Osmanlı Müdafaa-ı Hukûk-ı Nisvan Cemiyeti (Ottoman Society for the Defense of Women's Rights) was a women's organization in the Ottoman Empire, founded in 1913. It was the first Muslim women's organization as well as the main women's suffrage organization in Ottoman Empire and later day Turkey.

==History==
The issue of women's rights had been discussed during the Tanzimat era of modernization reforms in the 19th century, when girls' schools had been founded and a women's press emerged. However, it was not until after the Revolution of 1908 that it became possible to establish a political organization to actively work for women's rights. The Osmanlı Müdafaa-ı Hukûk-ı Nisvan Cemiyeti was founded by Nuriye Ulviye Mevlan Civelek in 1913. It became the main force within the new Turkish women's movement.

The organization mainly worked through the women's magazine Women's World (Kadınlar Dünyası), which had been established the same year. The magazine voiced the demands of the organization. The Osmanlı Müdafaa-ı Hukûk-ı Nisvan Cemiyeti advocated for women's liberation and participation in society alongside men by educating and enrolling women in the work force.

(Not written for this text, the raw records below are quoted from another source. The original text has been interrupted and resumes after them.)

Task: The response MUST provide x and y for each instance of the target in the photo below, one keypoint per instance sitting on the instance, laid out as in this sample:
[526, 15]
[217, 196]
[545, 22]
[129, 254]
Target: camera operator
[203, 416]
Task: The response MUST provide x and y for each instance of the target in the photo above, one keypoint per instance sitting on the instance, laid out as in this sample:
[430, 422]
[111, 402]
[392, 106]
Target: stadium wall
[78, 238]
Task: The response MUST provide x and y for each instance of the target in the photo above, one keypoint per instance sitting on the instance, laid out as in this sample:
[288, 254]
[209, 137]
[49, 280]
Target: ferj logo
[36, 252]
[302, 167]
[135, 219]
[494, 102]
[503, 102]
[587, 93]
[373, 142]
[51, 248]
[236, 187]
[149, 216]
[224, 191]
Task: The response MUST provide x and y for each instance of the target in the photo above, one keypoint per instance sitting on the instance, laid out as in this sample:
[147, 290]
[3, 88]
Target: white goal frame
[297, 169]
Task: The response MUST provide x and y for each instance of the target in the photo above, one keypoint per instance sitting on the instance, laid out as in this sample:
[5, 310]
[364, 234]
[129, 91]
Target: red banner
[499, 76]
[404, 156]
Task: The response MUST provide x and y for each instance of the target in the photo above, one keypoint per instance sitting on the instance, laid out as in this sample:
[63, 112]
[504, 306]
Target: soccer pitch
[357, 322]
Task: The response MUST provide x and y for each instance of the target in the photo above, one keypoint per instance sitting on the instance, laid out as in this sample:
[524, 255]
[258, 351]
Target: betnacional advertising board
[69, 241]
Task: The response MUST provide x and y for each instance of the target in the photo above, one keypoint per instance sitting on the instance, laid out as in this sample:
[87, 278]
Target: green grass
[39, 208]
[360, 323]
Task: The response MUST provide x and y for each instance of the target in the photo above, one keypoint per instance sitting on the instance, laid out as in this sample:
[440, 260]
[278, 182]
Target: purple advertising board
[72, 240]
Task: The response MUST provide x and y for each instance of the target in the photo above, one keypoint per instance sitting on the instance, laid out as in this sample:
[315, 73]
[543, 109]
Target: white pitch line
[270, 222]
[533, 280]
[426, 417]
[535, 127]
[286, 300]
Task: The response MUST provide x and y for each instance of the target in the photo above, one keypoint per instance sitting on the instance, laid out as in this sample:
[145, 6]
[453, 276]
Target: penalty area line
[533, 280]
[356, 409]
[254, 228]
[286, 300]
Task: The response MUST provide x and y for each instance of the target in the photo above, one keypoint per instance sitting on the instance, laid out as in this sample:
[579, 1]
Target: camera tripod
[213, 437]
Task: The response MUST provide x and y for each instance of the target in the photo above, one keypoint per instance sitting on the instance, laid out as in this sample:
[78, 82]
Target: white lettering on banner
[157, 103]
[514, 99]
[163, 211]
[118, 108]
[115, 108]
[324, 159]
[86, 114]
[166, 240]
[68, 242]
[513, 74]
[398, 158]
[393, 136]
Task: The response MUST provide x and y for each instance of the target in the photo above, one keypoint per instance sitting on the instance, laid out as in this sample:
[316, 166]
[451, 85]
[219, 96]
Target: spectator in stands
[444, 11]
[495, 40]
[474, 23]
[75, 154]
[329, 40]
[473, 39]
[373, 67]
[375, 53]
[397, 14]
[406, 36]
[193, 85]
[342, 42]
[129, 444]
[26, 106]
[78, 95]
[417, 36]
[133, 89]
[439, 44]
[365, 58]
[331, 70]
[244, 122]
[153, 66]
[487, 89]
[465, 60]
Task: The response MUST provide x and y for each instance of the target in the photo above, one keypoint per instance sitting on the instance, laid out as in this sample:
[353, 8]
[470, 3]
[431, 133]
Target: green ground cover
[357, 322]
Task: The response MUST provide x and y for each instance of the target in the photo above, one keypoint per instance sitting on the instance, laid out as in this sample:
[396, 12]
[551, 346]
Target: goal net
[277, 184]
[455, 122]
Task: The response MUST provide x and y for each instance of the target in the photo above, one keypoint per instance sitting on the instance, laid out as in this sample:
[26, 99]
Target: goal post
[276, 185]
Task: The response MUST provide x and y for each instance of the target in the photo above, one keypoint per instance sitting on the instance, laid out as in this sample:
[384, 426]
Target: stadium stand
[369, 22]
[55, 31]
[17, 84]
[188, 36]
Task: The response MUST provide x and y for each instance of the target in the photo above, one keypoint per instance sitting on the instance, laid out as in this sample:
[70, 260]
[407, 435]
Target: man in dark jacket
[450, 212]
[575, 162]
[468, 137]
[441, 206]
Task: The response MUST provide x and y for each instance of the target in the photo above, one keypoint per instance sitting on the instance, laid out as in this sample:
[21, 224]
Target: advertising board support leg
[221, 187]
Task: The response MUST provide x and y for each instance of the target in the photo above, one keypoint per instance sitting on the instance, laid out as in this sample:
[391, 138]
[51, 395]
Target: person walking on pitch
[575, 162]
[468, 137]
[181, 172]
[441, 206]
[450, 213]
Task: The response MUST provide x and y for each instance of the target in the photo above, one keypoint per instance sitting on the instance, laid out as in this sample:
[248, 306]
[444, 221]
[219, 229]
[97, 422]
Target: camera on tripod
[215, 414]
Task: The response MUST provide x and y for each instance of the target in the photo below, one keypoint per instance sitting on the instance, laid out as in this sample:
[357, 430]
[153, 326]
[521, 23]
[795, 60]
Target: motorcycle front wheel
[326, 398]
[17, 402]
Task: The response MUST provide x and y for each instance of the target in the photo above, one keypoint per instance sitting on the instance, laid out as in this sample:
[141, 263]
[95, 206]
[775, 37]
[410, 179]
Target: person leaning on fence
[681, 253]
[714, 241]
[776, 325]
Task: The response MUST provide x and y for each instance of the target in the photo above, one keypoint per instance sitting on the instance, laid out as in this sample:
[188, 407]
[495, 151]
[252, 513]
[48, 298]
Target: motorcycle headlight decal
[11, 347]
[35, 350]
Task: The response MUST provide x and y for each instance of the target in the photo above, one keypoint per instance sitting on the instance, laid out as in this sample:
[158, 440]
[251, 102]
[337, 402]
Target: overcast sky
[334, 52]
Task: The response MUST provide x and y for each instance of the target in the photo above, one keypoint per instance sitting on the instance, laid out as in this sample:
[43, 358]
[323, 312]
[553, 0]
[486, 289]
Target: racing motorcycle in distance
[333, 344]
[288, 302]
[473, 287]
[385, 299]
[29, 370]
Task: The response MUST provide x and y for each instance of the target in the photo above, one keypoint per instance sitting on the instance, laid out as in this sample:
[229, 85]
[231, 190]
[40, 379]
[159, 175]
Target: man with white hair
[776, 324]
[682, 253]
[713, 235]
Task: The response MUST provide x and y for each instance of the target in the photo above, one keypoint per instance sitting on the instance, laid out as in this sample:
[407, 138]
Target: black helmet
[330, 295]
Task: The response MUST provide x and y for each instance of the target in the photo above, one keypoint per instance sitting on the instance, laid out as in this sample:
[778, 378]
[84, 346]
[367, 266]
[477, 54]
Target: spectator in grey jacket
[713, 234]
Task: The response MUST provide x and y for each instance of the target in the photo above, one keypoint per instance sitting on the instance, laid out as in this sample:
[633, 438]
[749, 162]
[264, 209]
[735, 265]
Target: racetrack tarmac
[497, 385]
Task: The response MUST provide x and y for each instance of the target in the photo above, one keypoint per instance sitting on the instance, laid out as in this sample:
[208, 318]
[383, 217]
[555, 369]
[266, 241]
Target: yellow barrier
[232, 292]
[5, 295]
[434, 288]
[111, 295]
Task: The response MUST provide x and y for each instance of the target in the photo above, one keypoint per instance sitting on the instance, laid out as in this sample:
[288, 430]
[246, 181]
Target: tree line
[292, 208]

It also spoke in favor of dress reform and advocated the removal of the veil, at least by replacing the full covering veil with a simple headscarf. The Kadınlar Dünyası was the first Muslim magazine to publish photographs of women (highly controversial at the time) and featured unveiled women dressed in modern costumes, primarily members and contributors of the Osmanlı Müdafaa-ı Hukûk-ı Nisvan Cemiyeti and the Kadınlar Dünyası.